I was hired by a brokerage company in NY as a financial advisor trainee. I was hired at a pay rate of 36,000. However, after my training I was placed on a descending salary designed to allow me to slowly transition to a commission basis. However, the economy dived as this transition was taking place.

January first was my first day of production, the day I took a 25% pay cut and the day I changed from a qualified employee to an nonqualified. My entire "class" of trainees went from 100 to 30 due to the market conditions. It is nearly impossible to make any sales. Now 6 months in to the nonqualified pay scale I am about to be cut to 50% or 18,000 per year. I can no longer afford to live!

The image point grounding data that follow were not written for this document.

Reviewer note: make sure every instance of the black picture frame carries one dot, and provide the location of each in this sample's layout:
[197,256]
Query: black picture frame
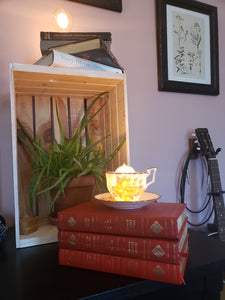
[168,23]
[115,5]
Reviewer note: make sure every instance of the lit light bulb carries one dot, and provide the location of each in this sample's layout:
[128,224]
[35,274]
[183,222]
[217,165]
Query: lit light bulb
[63,19]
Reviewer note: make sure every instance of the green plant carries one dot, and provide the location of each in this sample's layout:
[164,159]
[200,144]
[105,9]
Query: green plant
[56,166]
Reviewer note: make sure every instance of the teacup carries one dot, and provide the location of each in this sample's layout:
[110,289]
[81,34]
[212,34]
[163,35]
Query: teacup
[129,186]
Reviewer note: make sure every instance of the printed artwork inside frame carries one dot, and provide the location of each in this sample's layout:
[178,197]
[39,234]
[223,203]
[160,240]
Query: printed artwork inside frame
[187,35]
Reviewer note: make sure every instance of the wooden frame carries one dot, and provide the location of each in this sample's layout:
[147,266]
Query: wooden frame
[31,89]
[187,40]
[115,5]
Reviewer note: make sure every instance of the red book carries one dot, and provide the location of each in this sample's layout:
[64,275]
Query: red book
[162,250]
[158,219]
[146,269]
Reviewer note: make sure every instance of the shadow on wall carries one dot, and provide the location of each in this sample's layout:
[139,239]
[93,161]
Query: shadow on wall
[6,178]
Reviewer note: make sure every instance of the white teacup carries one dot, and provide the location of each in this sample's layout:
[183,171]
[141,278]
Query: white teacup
[129,186]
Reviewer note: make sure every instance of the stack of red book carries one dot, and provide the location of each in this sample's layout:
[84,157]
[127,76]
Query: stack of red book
[149,243]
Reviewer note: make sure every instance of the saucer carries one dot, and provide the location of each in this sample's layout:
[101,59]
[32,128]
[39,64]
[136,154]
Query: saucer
[145,199]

To top it all off I am losing my cheap rent place of residence. This may very well mean I will have to move home with mom and dad or take a place paying at least 1000 a month (9,000 over the next 6 months means I'm already going to starve to death). Can I quit and collect unemployment?

To add, it is illegal in NY State for an employer to demand you work over time and refuse to pay you for it. Since I was a qualified employee when this began then they were in violation of the law. I still work tons of hours for no money (10 - 12 per day and weekends). I am being driven into the ground and I need to move on... but with no job or unemployment I will surely starve. What to do?

Hi Matthew,

I don't really know for sure .. but I'm willing to do some looking into it.

I'm going to start with the NY Interpretation Index.

I suggest you look there also since you have intimate knowledge of your situation.

One thing I want to point out, that is, or could be a problem. You were well aware of of how the pay was structured from the beginning.

I understand it is the current economy, but is there anything the employer is failing to do that would have a direct effect on your commissions?

Such as the amount of leads they claim to guarantee .. or something they are suppose to do that is designed to help you meet goals?

I don't think the overtime is an issue if you are salaried and exempt from overtime wages being paid.